When it comes to biodiversity, the Galapagos Islands are legendary. This small, sparsely inhabited archipelago off the coast of Ecuador has been described by UNESCO as a “living museum and showcase of evolution,” and boasts some of the most unique wildlife on the planet. Over 1,000 species of wildlife living on the islands are found nowhere else in the world, ranging from the famous giant tortoises to the tiny finches that inspired Charles Darwin’s theory of evolution.
The marine iguana is one of the archipelago’s most unusual animals. It’s the only modern species of lizard that forages for food in the sea. While living on land, the iguana’s main food source is seaweed, forcing this unusual lizard to spend much of its time combing the shoreline and even diving into the sea to find food.
The jagged volcanic rocks of the island of Las Tintoreras make for the perfect environment for marine iguanas to thrive.
Sea lions are among the Galapagos’ most playful inhabitants, and have little fear of humans. As many as 50,000 are estimated to live across the islands.
The Galapagos penguin is not only the world’s second smallest species of penguin, but also the only type to live in the wild in the Northern Hemisphere.
Much of the interior of the island of Santa Cruz is close to impenetrable due to the thick foliage. Across the Galapagos, there are as many as 600 native plants.
Not all of the Galapagos is so lush.
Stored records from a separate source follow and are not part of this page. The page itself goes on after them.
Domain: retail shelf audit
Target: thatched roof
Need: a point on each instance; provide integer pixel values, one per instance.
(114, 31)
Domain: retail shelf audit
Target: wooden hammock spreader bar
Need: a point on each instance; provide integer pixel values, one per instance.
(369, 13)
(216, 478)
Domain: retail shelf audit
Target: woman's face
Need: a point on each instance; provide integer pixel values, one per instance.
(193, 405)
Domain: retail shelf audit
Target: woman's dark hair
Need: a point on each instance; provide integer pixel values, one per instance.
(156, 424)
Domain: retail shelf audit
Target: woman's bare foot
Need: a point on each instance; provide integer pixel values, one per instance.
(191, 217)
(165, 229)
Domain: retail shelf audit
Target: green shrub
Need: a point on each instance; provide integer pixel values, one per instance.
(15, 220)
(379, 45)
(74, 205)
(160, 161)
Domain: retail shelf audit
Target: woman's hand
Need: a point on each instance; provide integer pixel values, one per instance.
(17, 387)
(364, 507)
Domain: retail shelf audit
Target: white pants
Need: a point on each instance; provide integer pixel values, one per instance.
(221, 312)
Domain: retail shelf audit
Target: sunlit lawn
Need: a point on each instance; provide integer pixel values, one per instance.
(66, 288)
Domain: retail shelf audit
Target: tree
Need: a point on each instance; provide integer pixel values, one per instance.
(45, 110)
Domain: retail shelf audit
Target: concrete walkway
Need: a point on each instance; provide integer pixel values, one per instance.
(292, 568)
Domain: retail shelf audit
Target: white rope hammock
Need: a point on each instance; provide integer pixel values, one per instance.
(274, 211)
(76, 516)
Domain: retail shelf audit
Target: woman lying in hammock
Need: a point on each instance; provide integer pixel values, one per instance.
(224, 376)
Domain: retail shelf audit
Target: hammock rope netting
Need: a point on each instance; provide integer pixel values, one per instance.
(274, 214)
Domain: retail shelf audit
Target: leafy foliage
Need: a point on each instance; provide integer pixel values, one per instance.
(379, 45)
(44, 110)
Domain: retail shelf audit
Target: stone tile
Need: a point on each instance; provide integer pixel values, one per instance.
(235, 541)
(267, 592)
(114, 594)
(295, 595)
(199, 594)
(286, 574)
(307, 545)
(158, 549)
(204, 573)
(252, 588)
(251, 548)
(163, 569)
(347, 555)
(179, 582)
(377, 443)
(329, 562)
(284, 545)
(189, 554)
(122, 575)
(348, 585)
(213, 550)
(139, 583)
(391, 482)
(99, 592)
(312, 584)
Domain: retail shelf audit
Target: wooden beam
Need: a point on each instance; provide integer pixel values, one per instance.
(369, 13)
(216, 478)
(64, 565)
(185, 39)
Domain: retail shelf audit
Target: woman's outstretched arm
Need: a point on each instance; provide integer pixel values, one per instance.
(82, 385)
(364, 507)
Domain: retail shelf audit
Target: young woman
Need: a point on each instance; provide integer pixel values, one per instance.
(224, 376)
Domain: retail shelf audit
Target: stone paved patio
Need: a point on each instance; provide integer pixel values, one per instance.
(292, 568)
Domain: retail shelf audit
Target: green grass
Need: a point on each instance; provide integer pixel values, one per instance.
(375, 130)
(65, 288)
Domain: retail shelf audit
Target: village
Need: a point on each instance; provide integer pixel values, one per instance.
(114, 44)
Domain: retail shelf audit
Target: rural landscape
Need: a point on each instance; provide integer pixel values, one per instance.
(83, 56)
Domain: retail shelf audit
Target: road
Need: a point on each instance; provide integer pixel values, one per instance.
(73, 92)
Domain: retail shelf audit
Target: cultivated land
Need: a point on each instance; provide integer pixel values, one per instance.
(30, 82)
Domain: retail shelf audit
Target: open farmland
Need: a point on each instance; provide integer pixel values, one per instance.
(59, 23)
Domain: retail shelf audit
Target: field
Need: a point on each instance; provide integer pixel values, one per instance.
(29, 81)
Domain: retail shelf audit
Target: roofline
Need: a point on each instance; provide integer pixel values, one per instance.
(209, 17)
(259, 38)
The crater-riddled landscape around Isabella island’s Sierra Negra volcano is more like a post-apocalyptic wasteland than a tropical island paradise, complete with dried lava flows and piles of sulfur.
Birds are everywhere in Galapagos, with more than 56 native species.
The red rock crab may not be endemic to the Galapagos, but its distinct color adds some serious flair to the islands’ pitch black, rocky shores.
Another non-endemic species is human. The Galapagos is one of the few corners of the globe without an indigenous population. Around 25,000 people live on the islands, with most coming from mainland Ecuador.
Perhaps one of the most surprising species of bird to be found on the islands is the Galapagos flamingo. With a population of less than 400, this species has the smallest population of any flamingo variety in the world, and is a startling sight in these far flung islands.
And of course, the most famous inhabitant of the islands: the giant tortoises. The Galapagos is just one of two places in the world where giant tortoises can still be found in the wild, and have lived on the archipelago for as long as 3 million years.